H1: BDA management capability will have a positive impact on financial performance
Big data requires innovative technologies to effectively manage its volume, diversity, and velocity, enabling the extraction of valuable and accurate insights (Gupta and George, 2016) Notably, relational database management systems (RDBMS) hold approximately 80% of their data in an unstructured format.
Enterprises are increasingly moving away from traditional RDBMS for data storage and analysis, opting instead for advanced technologies like Hadoop, which facilitates distributed storage and concurrent processing of unstructured files Additionally, Not Only SQL (NoSQL) databases have emerged as a popular solution for efficiently storing and retrieving non-relational unstructured data.
BDATEC highlights the adaptability of the BDA platform, emphasizing its connectivity of cross-functional data, compatibility with various platforms, and modularity in model building These features empower data scientists to swiftly develop, deploy, and manage a bank's resources The three key themes of BDATEC—connectivity, compatibility, and modularity—are essential for addressing fluctuating business conditions, such as shifts in competition, market dynamics, and consumer behavior Aligning resources with both long-term and short-term business strategies, including new product development and diversification, is crucial for success in this evolving landscape.

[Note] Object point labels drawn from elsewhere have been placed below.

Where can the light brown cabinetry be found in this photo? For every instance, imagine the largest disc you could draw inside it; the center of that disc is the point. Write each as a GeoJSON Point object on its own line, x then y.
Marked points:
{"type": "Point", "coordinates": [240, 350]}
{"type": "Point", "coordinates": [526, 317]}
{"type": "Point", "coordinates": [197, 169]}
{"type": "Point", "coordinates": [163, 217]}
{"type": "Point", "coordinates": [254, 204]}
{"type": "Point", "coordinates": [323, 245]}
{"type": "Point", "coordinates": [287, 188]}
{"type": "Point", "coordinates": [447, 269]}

A flexible BDATEC enables banks to efficiently source and connect diverse data points from remote, branch, and mobile offices, facilitating the creation of compatible data-sharing channels across various functions The adaptability of a bank's Big Data Architecture (BDA) relies on two key components: the first being the connectivity among different business units to source and analyze a wide range of data from various functions, such as supply chain management and customer relationship management.
H2: BDA technology capability will have a positive impact on financial performance
BDATLC denotes the proficiency of analytics professionals in executing tasks within a big data environment This expertise, along with various other forms of knowledge, is categorized as capabilities, which can foster or maintain a competitive edge in the industry (Constantiou and Kallinikos).
The study emphasizes that analysts must possess four crucial skill sets: technical knowledge, technology management knowledge, business knowledge, and relational knowledge Technical knowledge encompasses expertise in operational systems, statistics, programming languages, and database management systems Technology management knowledge involves proficiency in visualization tools and techniques for effective management and deployment Business knowledge is essential for understanding both short-term and long-term organizational goals, while relational knowledge focuses on fostering cross-functional collaboration through effective information sharing.
To thrive in a data-driven world, new skills and management styles are essential (McAfee et al., 2012) Waller and Fawcett (2013) emphasize that Big Data Analytics (BDA) necessitates a diverse skill set, including statistics, forecasting, optimization, applied probability, and financial acumen Additionally, previous research highlights the importance of both technical and management skills as critical human resource qualities in the IT industry (Bharadwaj, 2000; Chae et al.).
According to Gupta and George (2016), recent IT competency studies highlight the essential role of human resources in developing Big Data Analytics (BDA) competence Human resources encompass various attributes, including experience, knowledge, business acumen, problem-solving skills, leadership qualities, and interpersonal relationships (Wade and Hulland, 2004; Akhtar et al., 2018).
Technology management knowledge encompasses the essential skills for managing big data resources to align with business objectives For instance, analytics experts at Netflix utilize visualization and demand analytics tools to gain insights into consumer behavior and preferences, which has significantly contributed to their success.
“House of Cards” program in the United States (USA) (Ramaswamy, 2013)
RESEARCH METHODOLOGY
Research Process
The analysis sample is crucial for accurately representing the relationship between variables in research, as it helps draw meaningful conclusions about the study's characteristics Sample collection plays a vital role, with larger samples enhancing precision but requiring more time and resources To address these limitations, the survey author adopted a convenient polling strategy, selecting readily available and willing respondents to optimize time and cost According to Tabachnick and Fidel (2007), the sample size should meet the formula n >= 50 + 8*p, which for a study with five variables translates to a minimum sample size of 90.
In which: n is Sample size p is number of independent variables of the model
To develop an effective regression model, a minimum of 170 samples is essential; therefore, the research team conducted a survey involving 250 banking professionals in Ho Chi Minh City, encompassing various levels from junior staff to senior management, to enhance the reliability of the findings The study also incorporated an Exploratory Factor Analysis (EFA), which, as noted by Hair et al (1998), necessitates at least 50 samples, ideally 100, with a variable ratio of 5:1, following the formula n >= 5 * q.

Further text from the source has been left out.